# SRAM red right shifter not returning?



## block (May 28, 2005)

Hello people,

I have just upgraded to sram red and im a bit concerned about my right hand shifter, the left shifter returns to being flush with the brake lever fine but should the right shifter also return to being flush with the brake lever? ive checked that the shifter is not fouling the brake lever and have even set it with a small gap just to make sure but this has made no difference. It almost feels as if the return spring is not pushing the shifter back into place as i can help it back by hand but witout help it always stops 2-3mm short.

anybody experienced this? is it something im doing? or is it faulty?

cheers in advance

Paul.


----------



## Retro Grouch (Apr 30, 2002)

Paul,

I'm running Red on a 2007 Trek Madone. Both my shifter paddles rest in the neutral position. I would losen the RD cable, unload the shifter and check the cable for any damage. Does the cable routing have a lot of twist and turns on it?

Good luck!
RG


----------



## block (May 28, 2005)

Retro Grouch said:


> Paul,
> 
> I'm running Red on a 2007 Trek Madone. Both my shifter paddles rest in the neutral position. I would losen the RD cable, unload the shifter and check the cable for any damage. Does the cable routing have a lot of twist and turns on it?
> 
> ...


The cable does not have that many twists and turns but does run through the frame on the downtube and also ive used the inside of bar route for both cables maybe this is the cause. 
Looks like ill have to investigate my cable runs first then!

Paul.


----------



## block (May 28, 2005)

ive just disconnected the RD cable and pulled some slack through and still the shifter wont return to flush so im guessing that eliminates the cables?

Paul.


----------



## block (May 28, 2005)

Ive also just thought of something else, when i shift with the rear shifter there is a good 4-5mm play before i can feel any cable being pulled, should this happen with so called zero loss?

Paul.


----------



## Retro Grouch (Apr 30, 2002)

I too have about the same amount of play as well.
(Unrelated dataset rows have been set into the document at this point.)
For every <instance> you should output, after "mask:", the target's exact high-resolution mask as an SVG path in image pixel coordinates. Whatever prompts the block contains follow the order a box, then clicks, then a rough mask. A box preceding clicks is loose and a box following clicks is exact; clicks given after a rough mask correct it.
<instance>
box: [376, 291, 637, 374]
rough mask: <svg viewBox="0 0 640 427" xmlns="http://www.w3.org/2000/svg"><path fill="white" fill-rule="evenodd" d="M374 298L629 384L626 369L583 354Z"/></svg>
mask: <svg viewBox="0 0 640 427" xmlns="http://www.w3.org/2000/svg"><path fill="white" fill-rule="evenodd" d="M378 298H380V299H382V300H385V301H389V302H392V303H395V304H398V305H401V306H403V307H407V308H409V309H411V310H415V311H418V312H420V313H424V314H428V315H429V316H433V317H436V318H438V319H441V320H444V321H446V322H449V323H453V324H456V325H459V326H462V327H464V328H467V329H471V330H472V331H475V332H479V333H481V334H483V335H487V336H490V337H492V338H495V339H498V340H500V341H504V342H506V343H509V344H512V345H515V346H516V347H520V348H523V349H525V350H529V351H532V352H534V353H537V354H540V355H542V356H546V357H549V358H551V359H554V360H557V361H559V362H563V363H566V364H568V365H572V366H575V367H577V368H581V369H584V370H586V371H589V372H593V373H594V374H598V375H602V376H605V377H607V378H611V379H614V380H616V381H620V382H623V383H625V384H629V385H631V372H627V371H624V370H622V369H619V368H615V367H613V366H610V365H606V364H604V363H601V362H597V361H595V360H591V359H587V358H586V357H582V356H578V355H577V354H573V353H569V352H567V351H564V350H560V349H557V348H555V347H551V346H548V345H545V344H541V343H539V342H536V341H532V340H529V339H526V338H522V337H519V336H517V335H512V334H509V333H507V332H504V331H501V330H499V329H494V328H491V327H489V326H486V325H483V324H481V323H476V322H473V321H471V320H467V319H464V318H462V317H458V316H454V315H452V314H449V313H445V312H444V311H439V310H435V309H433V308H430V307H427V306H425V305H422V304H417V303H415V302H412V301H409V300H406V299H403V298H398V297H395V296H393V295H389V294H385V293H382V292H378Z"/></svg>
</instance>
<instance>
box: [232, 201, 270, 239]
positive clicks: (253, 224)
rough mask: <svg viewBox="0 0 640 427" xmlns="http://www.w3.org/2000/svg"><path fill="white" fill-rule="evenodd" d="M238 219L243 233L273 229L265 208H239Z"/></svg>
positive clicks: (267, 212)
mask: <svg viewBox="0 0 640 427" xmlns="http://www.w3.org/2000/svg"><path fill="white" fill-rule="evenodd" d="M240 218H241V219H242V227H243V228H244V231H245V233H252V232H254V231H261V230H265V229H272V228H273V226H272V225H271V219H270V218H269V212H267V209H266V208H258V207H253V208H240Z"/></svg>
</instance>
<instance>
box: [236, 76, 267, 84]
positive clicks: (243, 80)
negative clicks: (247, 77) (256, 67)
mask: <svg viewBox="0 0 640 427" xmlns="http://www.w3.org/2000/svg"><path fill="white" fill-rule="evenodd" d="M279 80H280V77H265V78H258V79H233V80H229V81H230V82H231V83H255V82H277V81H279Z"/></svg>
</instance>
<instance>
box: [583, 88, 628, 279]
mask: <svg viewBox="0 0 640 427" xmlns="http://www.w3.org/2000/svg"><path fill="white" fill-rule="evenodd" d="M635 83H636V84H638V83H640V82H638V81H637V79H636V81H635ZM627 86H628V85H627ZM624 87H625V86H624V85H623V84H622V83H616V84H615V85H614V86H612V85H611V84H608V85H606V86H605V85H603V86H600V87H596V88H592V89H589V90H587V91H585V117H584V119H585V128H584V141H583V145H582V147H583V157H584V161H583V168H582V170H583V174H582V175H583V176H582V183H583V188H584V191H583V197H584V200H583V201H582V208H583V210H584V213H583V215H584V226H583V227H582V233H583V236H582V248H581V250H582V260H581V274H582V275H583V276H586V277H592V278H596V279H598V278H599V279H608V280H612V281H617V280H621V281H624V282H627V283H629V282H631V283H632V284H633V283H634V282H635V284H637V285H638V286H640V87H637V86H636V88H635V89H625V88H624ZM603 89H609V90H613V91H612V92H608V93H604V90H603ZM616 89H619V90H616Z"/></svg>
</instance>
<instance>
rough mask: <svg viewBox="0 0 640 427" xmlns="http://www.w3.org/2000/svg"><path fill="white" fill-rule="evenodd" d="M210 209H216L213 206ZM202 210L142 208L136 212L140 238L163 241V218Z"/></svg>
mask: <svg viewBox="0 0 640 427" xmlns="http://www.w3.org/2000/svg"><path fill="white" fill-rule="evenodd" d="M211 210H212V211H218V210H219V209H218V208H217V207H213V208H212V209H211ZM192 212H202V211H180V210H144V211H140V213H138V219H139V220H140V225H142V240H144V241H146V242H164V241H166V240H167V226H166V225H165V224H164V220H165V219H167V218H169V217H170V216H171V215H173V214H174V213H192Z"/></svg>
Posting a picture may help.


----------



## mjdwyer23 (Mar 18, 2009)

Mine does not return to even -- 2k9 red with gore cables, shifts great.


----------



## block (May 28, 2005)

well ive contacted the uk importer and the shop i bought it from and one says it should return to flush and another says not! could this be a difference in model years? i mean it does shift ok.
mine are 2009 or 2010 version what are everone elses? and what do they sit like?
mjdwyer says his are 2k9 and sit like mine, so are they both correct just different model years, maybe its and adjustment to prevent accidental shifts?

i e mailed sram themselves in the usa too but they aint replied yet, if they will anyhow.


----------



## mjdwyer23 (Mar 18, 2009)

yeah I just figured it shifted ok, so I won't mess with it!


----------